Link preview provided as a feature by webmail/clients such as Outlook or IM like Telegram may cause unexpected behavior like unwanted account register confirming, automatic mailing list subscribing or even infinite password resetting through links with special functionality.
One morning, I opened OUR mailbox, and found an address validation letter with a confirming link lying there. Spam, I thought, as this email address is used as a official account, no one in our organizaiton would use it for personal account registration, but right before I close this mailbox, I was suddenly reminded of something.
The day before this morning, we happily tested a new functionality provided by the webmail of Outlook – Link Preview. Well since we are already modern now, with modern front-end and modern webpage, what’s wrong with link preview? This is what we all expected! This is how modern front-end should be like!
But wait, would link preview visit every link in this email? If it does, right after I opened this email, the validation would be done!
Even worse, I cannot check whether the validation is over since the registered account is not in my hand and I dare not click on that confirming link.

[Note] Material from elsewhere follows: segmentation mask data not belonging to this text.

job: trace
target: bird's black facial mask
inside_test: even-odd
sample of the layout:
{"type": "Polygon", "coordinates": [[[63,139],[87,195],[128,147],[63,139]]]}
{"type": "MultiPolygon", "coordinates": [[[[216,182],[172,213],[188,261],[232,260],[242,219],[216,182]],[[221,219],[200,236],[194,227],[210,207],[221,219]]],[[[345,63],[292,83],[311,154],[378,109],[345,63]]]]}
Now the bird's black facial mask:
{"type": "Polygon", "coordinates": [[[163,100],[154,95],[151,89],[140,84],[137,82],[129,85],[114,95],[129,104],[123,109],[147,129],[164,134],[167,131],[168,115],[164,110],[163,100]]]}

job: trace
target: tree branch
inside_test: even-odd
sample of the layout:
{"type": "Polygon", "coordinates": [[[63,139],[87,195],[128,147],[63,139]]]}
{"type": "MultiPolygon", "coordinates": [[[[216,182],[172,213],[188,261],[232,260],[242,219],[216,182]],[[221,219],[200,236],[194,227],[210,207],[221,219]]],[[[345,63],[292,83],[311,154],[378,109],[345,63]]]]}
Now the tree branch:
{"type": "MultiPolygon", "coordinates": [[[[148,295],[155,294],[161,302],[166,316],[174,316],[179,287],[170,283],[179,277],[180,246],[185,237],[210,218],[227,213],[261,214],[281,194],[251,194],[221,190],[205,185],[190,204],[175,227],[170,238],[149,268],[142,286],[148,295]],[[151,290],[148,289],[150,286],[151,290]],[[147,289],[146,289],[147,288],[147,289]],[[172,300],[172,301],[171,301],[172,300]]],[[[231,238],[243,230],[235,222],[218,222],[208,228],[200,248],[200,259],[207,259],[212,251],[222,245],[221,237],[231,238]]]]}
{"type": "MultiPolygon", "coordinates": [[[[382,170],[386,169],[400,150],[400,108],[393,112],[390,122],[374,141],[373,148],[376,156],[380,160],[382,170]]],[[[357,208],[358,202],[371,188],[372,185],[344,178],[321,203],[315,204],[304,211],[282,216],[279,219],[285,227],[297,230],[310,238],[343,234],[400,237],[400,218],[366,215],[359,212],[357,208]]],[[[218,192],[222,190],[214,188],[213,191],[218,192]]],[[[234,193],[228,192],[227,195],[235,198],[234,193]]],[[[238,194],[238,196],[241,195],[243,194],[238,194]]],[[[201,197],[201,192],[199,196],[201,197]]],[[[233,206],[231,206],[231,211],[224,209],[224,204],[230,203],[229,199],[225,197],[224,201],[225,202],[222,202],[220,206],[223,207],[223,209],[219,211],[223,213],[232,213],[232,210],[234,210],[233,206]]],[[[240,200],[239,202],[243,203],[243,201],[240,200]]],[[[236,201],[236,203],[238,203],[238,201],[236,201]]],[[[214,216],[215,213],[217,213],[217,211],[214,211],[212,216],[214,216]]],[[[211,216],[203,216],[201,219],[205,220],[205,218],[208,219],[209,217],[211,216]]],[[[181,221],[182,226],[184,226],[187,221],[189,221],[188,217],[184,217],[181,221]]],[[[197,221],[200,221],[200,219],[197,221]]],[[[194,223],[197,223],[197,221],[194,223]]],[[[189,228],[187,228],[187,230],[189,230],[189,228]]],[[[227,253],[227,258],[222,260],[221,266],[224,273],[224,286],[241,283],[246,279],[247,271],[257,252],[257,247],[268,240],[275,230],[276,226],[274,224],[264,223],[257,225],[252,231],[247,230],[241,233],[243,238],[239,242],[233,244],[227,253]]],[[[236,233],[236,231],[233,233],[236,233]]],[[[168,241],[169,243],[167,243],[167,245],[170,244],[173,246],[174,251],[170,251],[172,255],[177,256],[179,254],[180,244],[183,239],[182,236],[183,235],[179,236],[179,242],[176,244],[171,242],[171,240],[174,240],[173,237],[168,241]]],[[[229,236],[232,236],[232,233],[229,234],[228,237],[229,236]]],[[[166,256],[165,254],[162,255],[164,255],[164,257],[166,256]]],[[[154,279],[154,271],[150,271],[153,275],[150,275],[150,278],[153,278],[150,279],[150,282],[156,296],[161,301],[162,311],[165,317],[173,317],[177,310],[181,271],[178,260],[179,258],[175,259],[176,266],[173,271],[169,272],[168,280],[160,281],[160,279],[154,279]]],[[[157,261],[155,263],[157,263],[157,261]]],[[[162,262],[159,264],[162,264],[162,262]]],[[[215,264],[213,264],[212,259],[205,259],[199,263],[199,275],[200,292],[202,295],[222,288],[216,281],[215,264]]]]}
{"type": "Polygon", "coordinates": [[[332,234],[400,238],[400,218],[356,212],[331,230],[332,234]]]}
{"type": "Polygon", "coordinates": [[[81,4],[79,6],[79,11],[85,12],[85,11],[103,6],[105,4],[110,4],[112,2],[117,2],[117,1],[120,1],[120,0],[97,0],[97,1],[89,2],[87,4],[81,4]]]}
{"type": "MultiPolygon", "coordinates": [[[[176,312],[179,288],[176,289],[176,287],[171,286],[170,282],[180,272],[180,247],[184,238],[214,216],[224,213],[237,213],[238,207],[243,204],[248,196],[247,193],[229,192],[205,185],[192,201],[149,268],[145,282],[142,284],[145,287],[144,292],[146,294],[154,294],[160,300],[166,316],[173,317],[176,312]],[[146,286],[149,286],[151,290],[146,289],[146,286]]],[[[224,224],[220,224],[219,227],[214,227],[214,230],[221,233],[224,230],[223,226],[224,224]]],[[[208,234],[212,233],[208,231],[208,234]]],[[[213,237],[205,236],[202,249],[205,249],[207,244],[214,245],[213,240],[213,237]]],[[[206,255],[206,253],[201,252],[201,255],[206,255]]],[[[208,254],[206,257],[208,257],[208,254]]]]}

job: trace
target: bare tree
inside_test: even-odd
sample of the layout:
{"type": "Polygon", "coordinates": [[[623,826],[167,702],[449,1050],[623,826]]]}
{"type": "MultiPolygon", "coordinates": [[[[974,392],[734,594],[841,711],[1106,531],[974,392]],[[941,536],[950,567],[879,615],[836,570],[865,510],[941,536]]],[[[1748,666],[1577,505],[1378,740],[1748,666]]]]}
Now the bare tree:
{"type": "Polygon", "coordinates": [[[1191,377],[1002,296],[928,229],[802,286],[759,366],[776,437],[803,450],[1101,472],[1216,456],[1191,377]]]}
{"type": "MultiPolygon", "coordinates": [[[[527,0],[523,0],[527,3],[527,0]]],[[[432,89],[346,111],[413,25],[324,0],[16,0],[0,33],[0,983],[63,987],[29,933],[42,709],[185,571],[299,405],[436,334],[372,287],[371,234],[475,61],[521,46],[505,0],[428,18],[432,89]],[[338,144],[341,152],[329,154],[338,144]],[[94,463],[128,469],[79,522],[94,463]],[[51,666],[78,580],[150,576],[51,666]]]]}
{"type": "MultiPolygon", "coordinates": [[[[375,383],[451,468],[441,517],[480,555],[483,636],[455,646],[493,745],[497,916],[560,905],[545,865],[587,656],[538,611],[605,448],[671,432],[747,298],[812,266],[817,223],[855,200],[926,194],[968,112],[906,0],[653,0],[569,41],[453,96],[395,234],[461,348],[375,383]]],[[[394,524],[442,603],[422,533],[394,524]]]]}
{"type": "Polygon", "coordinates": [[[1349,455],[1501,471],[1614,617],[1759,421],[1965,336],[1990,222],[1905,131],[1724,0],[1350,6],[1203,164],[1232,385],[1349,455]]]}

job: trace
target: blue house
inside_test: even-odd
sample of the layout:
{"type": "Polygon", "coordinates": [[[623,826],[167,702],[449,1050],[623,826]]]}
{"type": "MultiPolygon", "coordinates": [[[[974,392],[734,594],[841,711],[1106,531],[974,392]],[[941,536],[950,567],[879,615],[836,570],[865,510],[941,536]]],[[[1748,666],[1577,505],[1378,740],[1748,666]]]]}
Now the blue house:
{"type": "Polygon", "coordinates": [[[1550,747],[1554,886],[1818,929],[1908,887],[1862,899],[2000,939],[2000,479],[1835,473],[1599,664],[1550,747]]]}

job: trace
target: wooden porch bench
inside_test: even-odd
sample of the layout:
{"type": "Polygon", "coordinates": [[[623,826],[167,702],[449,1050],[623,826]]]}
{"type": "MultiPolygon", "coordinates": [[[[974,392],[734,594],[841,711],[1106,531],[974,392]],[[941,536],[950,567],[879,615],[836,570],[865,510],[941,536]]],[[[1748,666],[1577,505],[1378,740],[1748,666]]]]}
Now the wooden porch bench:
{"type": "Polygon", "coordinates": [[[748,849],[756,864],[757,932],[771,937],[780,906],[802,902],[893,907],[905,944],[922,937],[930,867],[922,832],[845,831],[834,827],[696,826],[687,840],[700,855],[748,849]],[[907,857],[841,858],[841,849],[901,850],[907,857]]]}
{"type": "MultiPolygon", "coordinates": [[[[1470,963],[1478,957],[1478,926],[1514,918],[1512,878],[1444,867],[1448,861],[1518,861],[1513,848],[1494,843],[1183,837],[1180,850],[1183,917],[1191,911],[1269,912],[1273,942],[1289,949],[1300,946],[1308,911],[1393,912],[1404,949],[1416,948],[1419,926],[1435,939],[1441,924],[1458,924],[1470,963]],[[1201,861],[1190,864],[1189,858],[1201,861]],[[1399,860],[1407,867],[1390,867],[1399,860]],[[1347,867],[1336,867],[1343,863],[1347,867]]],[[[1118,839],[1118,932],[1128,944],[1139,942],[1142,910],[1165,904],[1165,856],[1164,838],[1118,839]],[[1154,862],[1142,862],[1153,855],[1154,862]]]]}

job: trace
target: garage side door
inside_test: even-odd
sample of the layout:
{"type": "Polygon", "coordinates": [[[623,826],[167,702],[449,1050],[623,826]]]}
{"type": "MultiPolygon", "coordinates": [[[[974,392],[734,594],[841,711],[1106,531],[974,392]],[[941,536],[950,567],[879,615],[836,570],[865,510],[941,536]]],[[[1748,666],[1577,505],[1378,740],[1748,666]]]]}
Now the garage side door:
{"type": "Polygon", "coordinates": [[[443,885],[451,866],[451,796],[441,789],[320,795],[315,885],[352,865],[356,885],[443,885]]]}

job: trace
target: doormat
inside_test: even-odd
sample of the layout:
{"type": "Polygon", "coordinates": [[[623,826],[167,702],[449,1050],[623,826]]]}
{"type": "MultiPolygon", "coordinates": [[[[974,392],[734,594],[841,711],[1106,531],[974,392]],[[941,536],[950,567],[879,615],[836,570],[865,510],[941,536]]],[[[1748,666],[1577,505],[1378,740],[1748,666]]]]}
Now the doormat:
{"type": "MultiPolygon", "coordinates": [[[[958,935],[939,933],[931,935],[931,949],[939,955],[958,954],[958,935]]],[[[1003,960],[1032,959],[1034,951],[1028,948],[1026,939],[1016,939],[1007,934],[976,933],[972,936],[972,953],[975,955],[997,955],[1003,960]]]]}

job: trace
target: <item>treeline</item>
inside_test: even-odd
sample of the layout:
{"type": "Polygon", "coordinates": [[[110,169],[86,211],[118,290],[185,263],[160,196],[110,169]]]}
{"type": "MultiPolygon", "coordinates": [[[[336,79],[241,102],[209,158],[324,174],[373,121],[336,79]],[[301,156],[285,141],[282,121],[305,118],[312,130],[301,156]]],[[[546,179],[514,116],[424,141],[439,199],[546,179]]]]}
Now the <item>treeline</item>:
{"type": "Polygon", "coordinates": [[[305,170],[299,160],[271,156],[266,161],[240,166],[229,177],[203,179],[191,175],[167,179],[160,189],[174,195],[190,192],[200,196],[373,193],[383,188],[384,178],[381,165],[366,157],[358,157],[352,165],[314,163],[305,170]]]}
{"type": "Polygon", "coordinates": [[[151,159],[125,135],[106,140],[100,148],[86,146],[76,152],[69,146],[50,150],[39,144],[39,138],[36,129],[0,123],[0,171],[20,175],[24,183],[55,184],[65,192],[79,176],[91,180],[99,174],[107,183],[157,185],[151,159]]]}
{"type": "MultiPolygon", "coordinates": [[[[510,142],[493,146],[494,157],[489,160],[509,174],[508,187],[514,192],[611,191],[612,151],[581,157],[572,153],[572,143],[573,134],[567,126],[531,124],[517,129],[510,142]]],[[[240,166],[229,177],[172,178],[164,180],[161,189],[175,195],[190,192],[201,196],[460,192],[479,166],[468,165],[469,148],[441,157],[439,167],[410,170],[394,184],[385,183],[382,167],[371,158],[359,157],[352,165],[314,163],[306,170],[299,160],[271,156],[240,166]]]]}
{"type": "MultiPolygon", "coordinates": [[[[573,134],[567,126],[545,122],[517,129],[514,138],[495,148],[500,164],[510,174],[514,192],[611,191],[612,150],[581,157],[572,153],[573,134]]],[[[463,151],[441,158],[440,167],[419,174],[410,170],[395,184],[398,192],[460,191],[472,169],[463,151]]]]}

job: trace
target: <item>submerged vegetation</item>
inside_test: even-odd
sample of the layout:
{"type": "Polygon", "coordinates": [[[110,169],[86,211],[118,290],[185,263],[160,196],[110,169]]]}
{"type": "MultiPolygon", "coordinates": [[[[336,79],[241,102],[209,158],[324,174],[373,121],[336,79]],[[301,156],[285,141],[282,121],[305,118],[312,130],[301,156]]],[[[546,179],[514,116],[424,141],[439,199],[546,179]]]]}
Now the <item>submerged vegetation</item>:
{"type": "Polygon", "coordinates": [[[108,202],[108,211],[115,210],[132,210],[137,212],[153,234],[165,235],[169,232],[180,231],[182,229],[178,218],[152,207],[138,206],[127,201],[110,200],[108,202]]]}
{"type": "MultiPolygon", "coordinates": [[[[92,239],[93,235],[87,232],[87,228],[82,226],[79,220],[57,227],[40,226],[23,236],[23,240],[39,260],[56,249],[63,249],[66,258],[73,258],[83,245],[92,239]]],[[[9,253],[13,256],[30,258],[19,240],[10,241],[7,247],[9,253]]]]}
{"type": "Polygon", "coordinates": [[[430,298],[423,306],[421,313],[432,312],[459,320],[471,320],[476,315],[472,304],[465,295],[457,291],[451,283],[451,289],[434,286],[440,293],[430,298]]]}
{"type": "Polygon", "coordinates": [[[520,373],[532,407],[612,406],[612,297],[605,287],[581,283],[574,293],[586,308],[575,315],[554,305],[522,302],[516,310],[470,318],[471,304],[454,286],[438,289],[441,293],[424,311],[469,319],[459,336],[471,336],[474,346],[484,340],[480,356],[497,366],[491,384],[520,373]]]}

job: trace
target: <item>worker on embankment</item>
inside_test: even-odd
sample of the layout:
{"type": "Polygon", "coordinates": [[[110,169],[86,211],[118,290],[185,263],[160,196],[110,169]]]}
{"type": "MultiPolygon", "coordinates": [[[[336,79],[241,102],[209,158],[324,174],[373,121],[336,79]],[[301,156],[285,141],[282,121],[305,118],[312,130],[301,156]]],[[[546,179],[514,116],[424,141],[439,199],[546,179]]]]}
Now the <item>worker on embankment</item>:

After some discussion within our org, we think that there may be some allow lists that prevent the preview of certain sites, but if the list is not a list of REGEX, when I register the account of popular platforms, the link would still be previewed.
So the registered account still hangs there, we do not know its status, and bad thing can be done with that account.
After I discovered this issue, I come to a broader concern on similar issues. And after posting this issue among my friends, more stories are collected and more exploits can be done.
One story is that one user of Telegram gmailbot received a validation letter one day, and after they opened that bot, the message of confirmation success was received right away. The mechanism of preview of Telegram is to preview every first link of one message unless the user cancels that.
Another story is that one user of one email provider used that email for some account registering, and one day they forgot their password. For that site, password reset are done by a special link sent to the email address associated with that account, but for the sake of security, the email provider checks every link in the email(common behavior of big providers, maybe), hence the password reset link would have been accessed once when the user sees the email, and the reset cannot be done successfully. Since this security check is a black box and unrevealed to that user, the user tried almost infinitely and asked the admin of that site to debug.
- When subscribing a mailing list on web, a confirmation letter would be sent, in some forms it asks you to reply to that email containing certain string, but mostly it shows you a validation link. This may be used for spamming hence DoS of one account; it can also be used for DoS of one mailing list as all subscribers are ‘valid’.
- When you upload a PGP public key to a keyserver like OpenPGP, it sends validation letter. Hence fake public key of one identity can be made with confirmation, and without revocation.
- As the last story above indicates, password reset can never be done, or done by the provider.
- When there are one-time special functional links(common behavior), and the provider/client automatically access that link in any form, there are unexpected behaviors.
It talks about information leaking and malicious payload, while I am from the perspective of the protocol itself.
Providers, don’t touch my thing.
Automation/Rules without turn-off options are bad.